Todas las personas tienen saberes y lo comparten colectivamente. A partir de eso crece el proyecto, con herramientas e información que aporta la Dirección de la Producción. “Desde tiempos ancestrales surgen las formas de cultivos y conservas de los propios alimentos, eran en realidad proyectos comunitarios. Hoy, además de los saberes tenemos redes sociales para vender, lo que ayuda a obtener mayores ingresos y conjugar cuestiones que nos hubieran dejado de lado ante la irrupción de la pandemia que nos obligó a estar en casa. Vemos lo positivo porque estas dificultades dejan procesos que nos transforman”, señaló la responsable del área Derechos Humanos, Valentina Vinzón.
“Las comunidades charrúas sabían de las propiedades de hierbas y plantas, con todos sus beneficios y estamos en ese camino de tomarnos el trabajo de investigar para conocer y a partir de eso producir en otros aspectos en el futuro, como la posibilidad de otras formas como té de yuyos, ungüentos medicinales, estética desde lo natural”, describió la funcionaria.
LA CONTRACORRIENTE DE LO NATURAL
“Es una contracorriente a lo que viene, que son productos artificiales, multiprocesados, con químicos de efectos adversos para el cuerpo, por eso crece esta otra corriente con productos naturales y nos vamos encausando a otro modo de vivir y convivir”, expresó Vinzón.
Con el producido de la huerta agroecológica se realizan distintos tipos de conservas, así como también se abre la propuesta a la comunidad, a quienes se interesen por este tipo de emprendimiento. Lo cosechado en la huerta orgánica se vende en el mercado popular y/o se realizan alimentos como conservas, panes rellenos, salsas, etc.
EMPRENDIMIENTO Y CONSERVAS
Uno de los emprendimientos que produce esos alimentos se llama “Raíz” y está realizado por un pequeño grupo de mujeres.
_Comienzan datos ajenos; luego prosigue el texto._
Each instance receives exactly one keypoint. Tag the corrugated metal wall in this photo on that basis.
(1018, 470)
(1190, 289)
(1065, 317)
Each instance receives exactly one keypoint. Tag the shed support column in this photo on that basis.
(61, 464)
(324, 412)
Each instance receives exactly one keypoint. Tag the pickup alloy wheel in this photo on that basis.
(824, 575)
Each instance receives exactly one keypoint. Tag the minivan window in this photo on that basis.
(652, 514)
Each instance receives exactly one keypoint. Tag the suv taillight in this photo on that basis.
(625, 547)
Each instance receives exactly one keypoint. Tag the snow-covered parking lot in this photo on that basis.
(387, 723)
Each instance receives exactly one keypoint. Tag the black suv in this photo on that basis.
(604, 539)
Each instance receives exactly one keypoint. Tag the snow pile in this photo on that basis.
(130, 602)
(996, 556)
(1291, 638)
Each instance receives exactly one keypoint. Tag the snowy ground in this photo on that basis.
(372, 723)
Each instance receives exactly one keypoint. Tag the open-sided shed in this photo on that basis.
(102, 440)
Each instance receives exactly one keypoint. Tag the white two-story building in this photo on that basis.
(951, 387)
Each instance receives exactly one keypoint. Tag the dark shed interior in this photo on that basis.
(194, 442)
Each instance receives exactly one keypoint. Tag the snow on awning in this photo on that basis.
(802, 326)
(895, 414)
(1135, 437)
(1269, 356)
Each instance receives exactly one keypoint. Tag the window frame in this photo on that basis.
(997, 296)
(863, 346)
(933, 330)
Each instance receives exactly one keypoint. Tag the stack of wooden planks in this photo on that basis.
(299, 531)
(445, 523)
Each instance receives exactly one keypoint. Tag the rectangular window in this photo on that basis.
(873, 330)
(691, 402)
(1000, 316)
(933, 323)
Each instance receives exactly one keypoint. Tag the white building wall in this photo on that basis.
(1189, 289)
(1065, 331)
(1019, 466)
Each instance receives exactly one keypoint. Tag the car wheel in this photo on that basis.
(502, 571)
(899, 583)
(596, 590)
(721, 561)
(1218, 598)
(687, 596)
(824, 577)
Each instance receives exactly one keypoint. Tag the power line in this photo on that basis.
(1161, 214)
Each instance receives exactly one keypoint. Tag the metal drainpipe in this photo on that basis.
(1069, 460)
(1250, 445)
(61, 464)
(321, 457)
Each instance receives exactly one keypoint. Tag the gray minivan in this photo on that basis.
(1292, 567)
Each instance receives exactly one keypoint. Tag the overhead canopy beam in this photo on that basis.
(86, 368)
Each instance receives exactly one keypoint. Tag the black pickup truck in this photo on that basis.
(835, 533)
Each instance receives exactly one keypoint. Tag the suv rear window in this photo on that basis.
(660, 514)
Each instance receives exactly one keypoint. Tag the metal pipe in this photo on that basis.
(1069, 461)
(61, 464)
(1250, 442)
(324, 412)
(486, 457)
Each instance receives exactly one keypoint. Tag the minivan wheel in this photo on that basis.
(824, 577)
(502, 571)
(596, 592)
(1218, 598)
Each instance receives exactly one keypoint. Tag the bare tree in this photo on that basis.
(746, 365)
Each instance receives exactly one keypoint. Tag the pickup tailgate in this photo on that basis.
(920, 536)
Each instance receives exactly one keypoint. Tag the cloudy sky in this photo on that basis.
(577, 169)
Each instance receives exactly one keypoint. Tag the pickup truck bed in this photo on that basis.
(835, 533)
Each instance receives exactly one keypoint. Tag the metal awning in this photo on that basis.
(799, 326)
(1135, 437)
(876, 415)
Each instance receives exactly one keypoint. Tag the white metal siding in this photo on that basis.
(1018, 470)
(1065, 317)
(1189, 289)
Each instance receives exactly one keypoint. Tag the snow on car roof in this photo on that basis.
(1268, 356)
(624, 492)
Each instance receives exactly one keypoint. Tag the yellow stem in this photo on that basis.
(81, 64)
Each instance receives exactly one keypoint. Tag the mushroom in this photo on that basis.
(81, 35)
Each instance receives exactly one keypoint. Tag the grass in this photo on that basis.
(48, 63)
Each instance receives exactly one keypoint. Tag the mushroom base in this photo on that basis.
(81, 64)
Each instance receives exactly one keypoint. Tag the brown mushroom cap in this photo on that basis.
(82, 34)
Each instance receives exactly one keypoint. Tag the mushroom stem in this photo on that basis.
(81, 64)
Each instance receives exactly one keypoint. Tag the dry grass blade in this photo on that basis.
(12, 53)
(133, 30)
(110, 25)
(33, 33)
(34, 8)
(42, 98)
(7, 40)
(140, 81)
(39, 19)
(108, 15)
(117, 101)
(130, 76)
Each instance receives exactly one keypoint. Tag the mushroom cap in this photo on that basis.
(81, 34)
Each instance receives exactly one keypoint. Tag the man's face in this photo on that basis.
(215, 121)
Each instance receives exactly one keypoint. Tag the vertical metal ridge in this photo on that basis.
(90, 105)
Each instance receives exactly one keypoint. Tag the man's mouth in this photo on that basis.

A partir de este proyecto colectivo se promueve el respeto a la diversidad, el cuidado de la salud y la naturaleza, como así también la autonomía económica.
Actualmente hay un stock de remolacha que se ha conservado y eso da la posibilidad de aprovechar al máximo la producción y que no se pierda, agregando valor al producto.
La funcionaria mencionó que “se ha conseguido un predio para ampliar la producción a partir de una convocatoria que hicimos en el patio de la Dirección de DD.HH., allí conseguimos a préstamo un espacio para poder darle mayor dimensión a la producción y los emprendimientos”.
“Apostamos al trabajo con la tierra porque esa conexión es una base muy poderosa para lograr objetivos que se darán paso a paso y con el compromiso de quienes integran estos espacios de inclusión”, concluyó la responsable de DD.HH. de Villaguay.